While these are not the flashiest or most exciting slots in the deck, the card advantage is an important part of how the deck wins. I’m currently on Predict, but I’m open to considering other options. I do like that I don’t need to play four copies of Predict and I’m open to shaving down to two.
You also want to be a little bit less reactive after sideboard, since your opponents will be prepared for your “do nothing” strategy and have better options for going long against you. I love Vendilion Clique and Spell Queller, as well as Gideon.
Non-blue is at a premium because Pyroblast is so outstanding against U/W based control. Stoneforge is a big game out of the Blade version, and Mentor is also a big game here since it has immunity to blast. Gideon is actively fantastic in these blue mirrors since, once it has resolved, there are limited ways of actually killing it outside of Council’s Judgment or attacking it in combat. It’s also nice that Gideon is an answer to opposing planeswalkers. Just be cautious not to turn Gideon into a creature against Swords to Plowshares mana!
Why I Believe U/W Has a Chance to Emerge as the New “Best Deck” in Legacy
The elevated win rate of these U/W decks of various flavors stems from a couple of generalizations:
Brainstorm + Ponder + Force of Will
There’s a reason lots of decks start this way! It’s because these cards are outrageously great.

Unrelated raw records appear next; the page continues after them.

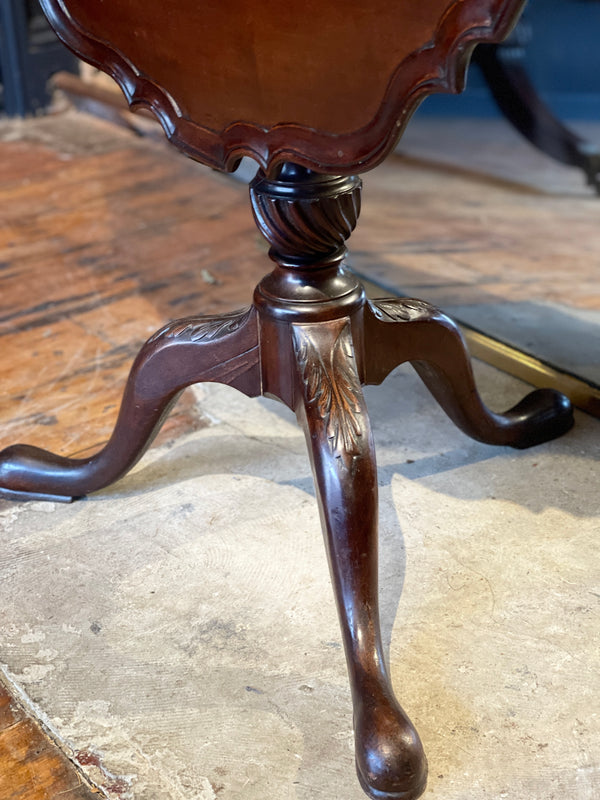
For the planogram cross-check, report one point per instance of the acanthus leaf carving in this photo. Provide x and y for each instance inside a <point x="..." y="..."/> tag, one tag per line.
<point x="400" y="309"/>
<point x="198" y="329"/>
<point x="332" y="387"/>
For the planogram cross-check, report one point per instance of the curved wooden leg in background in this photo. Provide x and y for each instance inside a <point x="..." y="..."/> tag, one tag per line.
<point x="222" y="349"/>
<point x="398" y="330"/>
<point x="390" y="761"/>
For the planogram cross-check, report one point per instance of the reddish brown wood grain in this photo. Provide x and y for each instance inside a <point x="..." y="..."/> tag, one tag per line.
<point x="310" y="82"/>
<point x="31" y="765"/>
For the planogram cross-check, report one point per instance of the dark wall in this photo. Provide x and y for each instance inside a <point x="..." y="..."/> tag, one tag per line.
<point x="562" y="57"/>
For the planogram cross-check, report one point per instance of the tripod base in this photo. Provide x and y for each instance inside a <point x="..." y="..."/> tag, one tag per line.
<point x="317" y="367"/>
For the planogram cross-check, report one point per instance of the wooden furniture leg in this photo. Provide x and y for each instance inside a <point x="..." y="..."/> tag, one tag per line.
<point x="223" y="349"/>
<point x="390" y="761"/>
<point x="311" y="340"/>
<point x="399" y="330"/>
<point x="504" y="70"/>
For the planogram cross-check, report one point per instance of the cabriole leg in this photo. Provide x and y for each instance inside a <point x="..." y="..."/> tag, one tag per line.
<point x="222" y="349"/>
<point x="331" y="408"/>
<point x="398" y="330"/>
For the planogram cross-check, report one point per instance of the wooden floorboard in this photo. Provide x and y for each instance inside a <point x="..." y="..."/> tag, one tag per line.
<point x="32" y="767"/>
<point x="105" y="236"/>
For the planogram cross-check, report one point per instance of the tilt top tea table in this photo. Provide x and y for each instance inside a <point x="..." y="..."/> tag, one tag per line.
<point x="316" y="93"/>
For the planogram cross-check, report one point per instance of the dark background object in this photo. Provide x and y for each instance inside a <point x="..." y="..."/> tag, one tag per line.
<point x="30" y="54"/>
<point x="561" y="57"/>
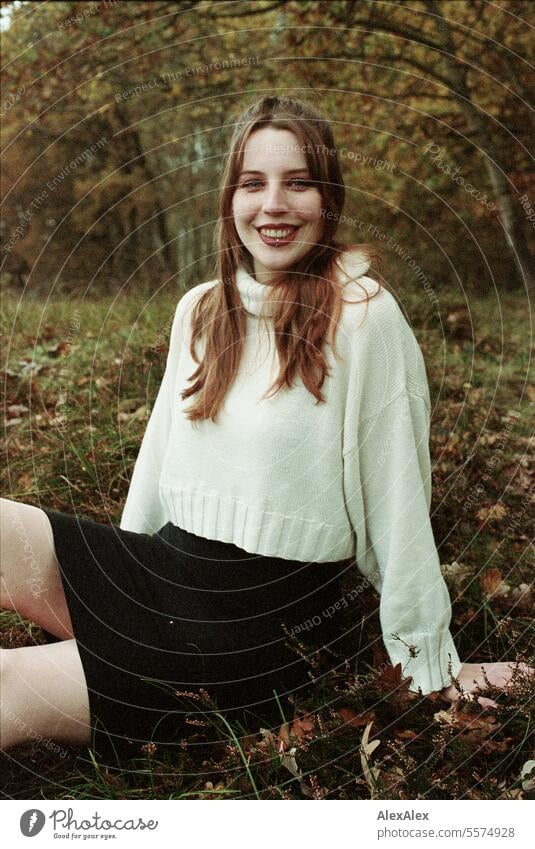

Swords To Plowshares likely has the highest W.A.R. of any card in Legacy outside of the big 3.
While I’ve already pointed out that decks dipping into blue for some combination of Brainstorm, Ponder, and/or Force of Will are around half the field, only 20% of the metagame is able to utilize Swords to Plowshares (Stoneblade, Miracles, and Death and Taxes).
With that being said, Swords to Plowshares is (in my opinion) every bit as absurdly powerful as the big 3. I would also throw a card like Wasteland (which I don’t have a U/W build for, yet), into that category.
In most decks, there will be similar cheap removal spells (Bolt or Fatal Push), but all pale in comparison to STP, which can take down Marit Laige, Eldrazi, and most Reanimation targets for 1 mana! Not to mention, it stops recurring creatures like Arclight Phoenix and Ichorid by sending them into exile.
Back to Basics
One of the biggest trends among these U/W decks is to push the Back to Basics angle hard. It’s a “free win” card smooshed into two shells that really don’t need “free wins” to be effective. Not only is B2B a super punishing card, but building around the card also makes these strategies inherently resilient to Wasteland and other nonbasic hate.
You have great mana and a great depth of powerful focused spells in U/W to punish other 3+ color and/or Ancient Tomb mana bases at the same time.
Depth in the Main and Board
U/W “control” cards are deep and plentiful. There are more great/focused options for these U/W Control and Aggro Control decks than can actually be played in one 75 card configuration. You could easily fill 100+ slots with cheap, efficient, and useful Stoneblade or Miracles cards.
The real challenge isn’t having access to amazing cards that solve challenging problems… you have too many excellent cards! The challenge is to narrow down those cards into a focused strategic shell and figure out how to narrow down the sideboard into the most efficient use for each spot.
It’s pretty telling that the core of the U/W deck (cantrips, FOW, Swords, B2B, JTMS, and the mana) actually facilitate a tier 1 control and aggro-control 75.